In 2008, Steven Kurutz published Like a Rolling Stone. Carroll was the main character in the book and his photograph is featured on the cover. At the time of publication, Carroll had toured every year for 18 years. In 2013, the band released an album called Like a Rolling Stone. Carroll wrote the songs, and all the musicians that took part in making of the album had performed or recorded with The Rolling Stones.

==Releases==
The first EP called "Travelin' Man" was released in September 2004. Glen Carroll attributes it to the times he has spent moving and traveling in 1980s.

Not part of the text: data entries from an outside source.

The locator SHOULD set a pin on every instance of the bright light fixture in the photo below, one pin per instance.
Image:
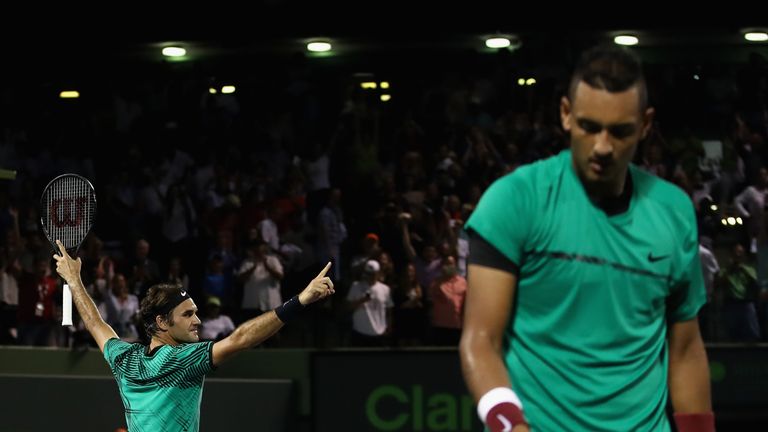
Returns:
(497, 42)
(756, 36)
(174, 52)
(318, 46)
(627, 40)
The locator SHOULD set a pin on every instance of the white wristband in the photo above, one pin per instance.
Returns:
(494, 397)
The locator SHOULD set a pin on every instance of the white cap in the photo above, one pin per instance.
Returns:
(372, 266)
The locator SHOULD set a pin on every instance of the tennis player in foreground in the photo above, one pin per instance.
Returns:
(585, 279)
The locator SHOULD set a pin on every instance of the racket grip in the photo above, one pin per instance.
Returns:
(66, 306)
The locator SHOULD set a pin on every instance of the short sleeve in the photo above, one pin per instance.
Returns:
(503, 216)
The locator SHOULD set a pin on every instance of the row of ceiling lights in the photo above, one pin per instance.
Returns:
(493, 42)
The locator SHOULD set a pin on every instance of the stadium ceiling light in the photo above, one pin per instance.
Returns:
(319, 46)
(497, 42)
(626, 40)
(756, 36)
(174, 51)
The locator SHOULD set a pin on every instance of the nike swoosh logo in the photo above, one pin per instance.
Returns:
(652, 258)
(507, 424)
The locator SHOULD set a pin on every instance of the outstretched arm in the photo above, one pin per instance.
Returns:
(257, 330)
(69, 269)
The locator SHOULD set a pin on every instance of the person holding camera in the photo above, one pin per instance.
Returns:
(371, 304)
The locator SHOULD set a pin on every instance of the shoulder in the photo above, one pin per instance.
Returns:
(536, 174)
(662, 192)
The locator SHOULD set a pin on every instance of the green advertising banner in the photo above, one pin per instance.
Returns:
(391, 391)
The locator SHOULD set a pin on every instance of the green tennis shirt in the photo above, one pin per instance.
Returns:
(586, 343)
(162, 390)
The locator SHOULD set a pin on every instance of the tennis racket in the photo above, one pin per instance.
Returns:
(67, 213)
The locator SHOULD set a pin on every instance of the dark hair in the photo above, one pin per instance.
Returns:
(612, 68)
(155, 303)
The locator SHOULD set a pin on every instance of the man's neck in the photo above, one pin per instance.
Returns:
(161, 339)
(616, 199)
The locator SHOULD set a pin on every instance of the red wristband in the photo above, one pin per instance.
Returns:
(695, 422)
(504, 416)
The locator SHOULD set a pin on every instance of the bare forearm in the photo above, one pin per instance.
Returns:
(256, 330)
(689, 385)
(482, 366)
(85, 305)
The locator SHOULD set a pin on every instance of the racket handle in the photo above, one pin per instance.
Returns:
(66, 306)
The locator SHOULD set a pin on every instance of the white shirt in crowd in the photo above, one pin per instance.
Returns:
(261, 291)
(370, 318)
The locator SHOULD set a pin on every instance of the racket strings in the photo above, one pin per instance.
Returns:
(70, 210)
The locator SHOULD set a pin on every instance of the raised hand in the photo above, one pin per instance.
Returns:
(319, 288)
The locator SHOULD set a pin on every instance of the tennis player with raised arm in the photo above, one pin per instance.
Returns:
(161, 383)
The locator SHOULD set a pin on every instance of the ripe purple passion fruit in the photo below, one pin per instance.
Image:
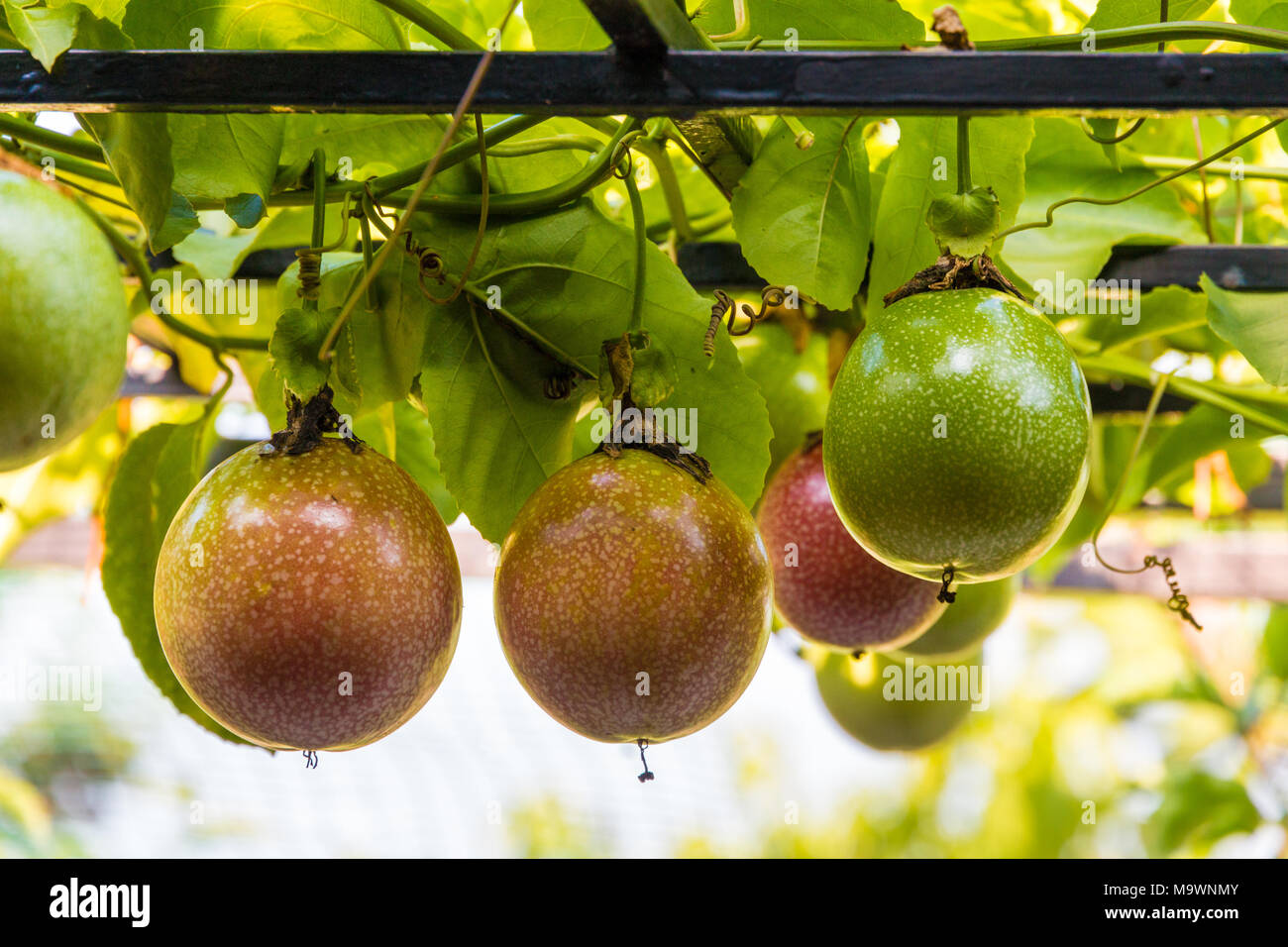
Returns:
(632, 600)
(825, 585)
(308, 602)
(957, 436)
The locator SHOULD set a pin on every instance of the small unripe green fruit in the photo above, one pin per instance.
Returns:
(957, 436)
(974, 615)
(870, 697)
(63, 318)
(632, 600)
(308, 602)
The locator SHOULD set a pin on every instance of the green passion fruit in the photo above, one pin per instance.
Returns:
(825, 585)
(974, 615)
(957, 436)
(632, 599)
(896, 702)
(64, 321)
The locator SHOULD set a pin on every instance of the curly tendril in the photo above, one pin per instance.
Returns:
(771, 296)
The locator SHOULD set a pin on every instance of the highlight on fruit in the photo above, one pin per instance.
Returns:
(585, 429)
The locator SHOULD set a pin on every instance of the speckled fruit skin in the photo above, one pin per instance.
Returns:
(973, 617)
(853, 693)
(621, 566)
(835, 594)
(993, 493)
(63, 317)
(312, 566)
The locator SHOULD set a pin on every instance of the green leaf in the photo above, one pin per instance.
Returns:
(385, 343)
(411, 446)
(803, 215)
(1107, 129)
(263, 25)
(137, 147)
(965, 224)
(563, 25)
(227, 158)
(497, 436)
(366, 144)
(1115, 13)
(159, 471)
(877, 21)
(1198, 809)
(46, 33)
(1064, 162)
(215, 256)
(294, 350)
(1253, 322)
(561, 283)
(1273, 13)
(1274, 642)
(1203, 431)
(922, 169)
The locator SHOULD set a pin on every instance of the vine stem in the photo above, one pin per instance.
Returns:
(636, 321)
(1159, 386)
(138, 264)
(1140, 372)
(962, 154)
(1137, 192)
(310, 302)
(390, 245)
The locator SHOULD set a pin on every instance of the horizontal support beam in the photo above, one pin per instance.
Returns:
(686, 82)
(1244, 268)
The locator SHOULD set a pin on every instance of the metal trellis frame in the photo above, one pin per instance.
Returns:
(677, 82)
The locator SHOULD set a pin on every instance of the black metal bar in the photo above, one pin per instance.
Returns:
(1245, 268)
(687, 82)
(1248, 268)
(643, 31)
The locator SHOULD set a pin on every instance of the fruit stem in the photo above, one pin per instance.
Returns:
(647, 776)
(310, 286)
(944, 594)
(640, 224)
(962, 154)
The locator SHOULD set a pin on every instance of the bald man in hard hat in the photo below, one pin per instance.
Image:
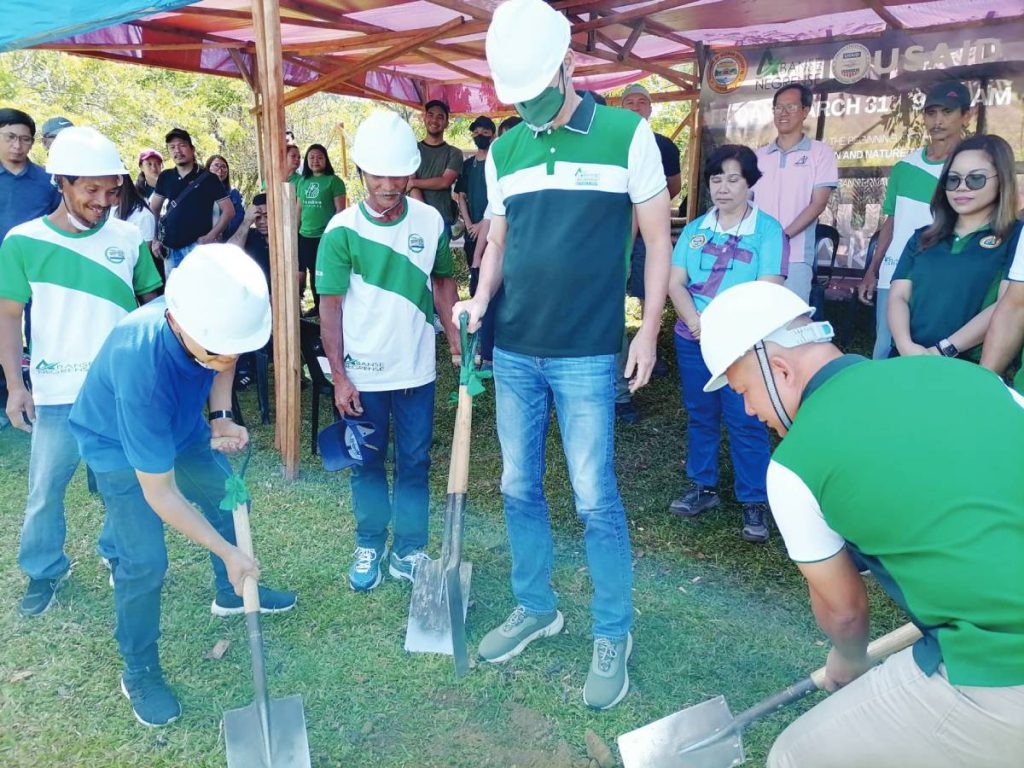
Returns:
(84, 271)
(930, 499)
(563, 185)
(139, 424)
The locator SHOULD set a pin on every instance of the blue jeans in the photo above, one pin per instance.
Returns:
(706, 412)
(52, 462)
(413, 412)
(139, 559)
(583, 390)
(883, 338)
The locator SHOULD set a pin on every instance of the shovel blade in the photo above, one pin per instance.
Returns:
(429, 629)
(289, 744)
(659, 743)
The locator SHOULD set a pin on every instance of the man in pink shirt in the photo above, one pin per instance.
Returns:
(798, 175)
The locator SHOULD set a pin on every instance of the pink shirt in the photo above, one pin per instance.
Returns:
(788, 179)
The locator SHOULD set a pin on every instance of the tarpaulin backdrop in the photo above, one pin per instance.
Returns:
(868, 97)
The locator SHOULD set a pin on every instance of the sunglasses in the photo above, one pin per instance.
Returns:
(974, 181)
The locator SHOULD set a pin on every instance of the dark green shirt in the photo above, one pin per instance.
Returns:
(952, 280)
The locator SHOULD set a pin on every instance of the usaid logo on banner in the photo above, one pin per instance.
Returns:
(851, 64)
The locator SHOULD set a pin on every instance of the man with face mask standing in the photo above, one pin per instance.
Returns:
(83, 272)
(562, 187)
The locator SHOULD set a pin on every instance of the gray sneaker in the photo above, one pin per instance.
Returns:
(608, 680)
(518, 631)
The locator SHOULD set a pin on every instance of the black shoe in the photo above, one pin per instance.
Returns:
(694, 502)
(756, 522)
(627, 412)
(39, 595)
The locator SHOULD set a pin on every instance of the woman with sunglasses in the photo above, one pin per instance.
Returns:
(733, 243)
(951, 272)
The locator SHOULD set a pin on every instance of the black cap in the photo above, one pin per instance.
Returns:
(178, 133)
(951, 94)
(483, 122)
(436, 102)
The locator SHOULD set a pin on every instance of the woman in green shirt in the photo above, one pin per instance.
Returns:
(945, 286)
(321, 195)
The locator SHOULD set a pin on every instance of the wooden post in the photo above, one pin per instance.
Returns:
(281, 208)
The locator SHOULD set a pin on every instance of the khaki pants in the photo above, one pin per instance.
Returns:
(896, 717)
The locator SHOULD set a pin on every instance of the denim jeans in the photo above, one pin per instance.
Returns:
(52, 463)
(883, 338)
(583, 390)
(409, 505)
(139, 553)
(706, 412)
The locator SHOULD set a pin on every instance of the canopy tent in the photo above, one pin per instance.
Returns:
(421, 49)
(414, 50)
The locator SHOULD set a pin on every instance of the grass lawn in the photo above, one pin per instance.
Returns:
(714, 614)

Glen also wrote and released the album, Like a Rolling Stone in November 2012. The album includes original works in the styling of 1960s–1970s classic rock inspired by the sounds of the Rolling Stones. Band on the album includes musicians who have played with the Rolling Stones: Waddy Wachtel on guitar, Kenny Aronoff on drums, Bobby Keys on sax, Ian McLagan on keys, Bernard Fowler on backup vocals, and Kenny Aaronson on bass. Like a Rolling Stone was co-produced by Andy Johns, a British sound engineer, and record producer, who worked on several well-known rock albums by the Rolling Stones, and a series of albums by Led Zeppelin. Artwork for the album was created by John Pasche. Pasche designed the "Tongue and Lip Design" logo in 1971, which was originally reproduced on the "Sticky Fingers" album by the Rolling Stones. Pasche designed tour posters for the Rolling Stones between 1970 and 1974 and also worked for other reputed artists, such as Paul McCartney, and The Who.

===Track listing of the Like a Rolling Stone album===
- "One Way Street" (G. Carroll)
- "You Baby You" (C. McCarty, G. Mallabar)
- "I Miss The Good Times" (G. Carroll)
- "Knockin' On Heaven's Door" (B. Dylan, [G. Carroll – third verse])
- "As Good As It Gets" (G. Carroll)
- "Tribute" (G. Carroll)
- "At First Sight" (G. Carroll)
- "Christine" (G. Carroll)
- "Lady Blue" (G. Carroll)
- "White Roses" (G. Carroll)
- "Her Very Last Time" (G. Carroll)

== Awards and nominations ==
=== Independent Music Awards ===

| Year | Nominee / work | Award | Result |
|---|---|---|---|
| 2016 | "Good Times" | Best Adult Contemporary Song | Nominated |

Best Adult Contemporary Song
|

== Television ==
Carroll appeared in the American variety television show The Jenny Jones Show as the musical guest on Friday, October 17, 1997.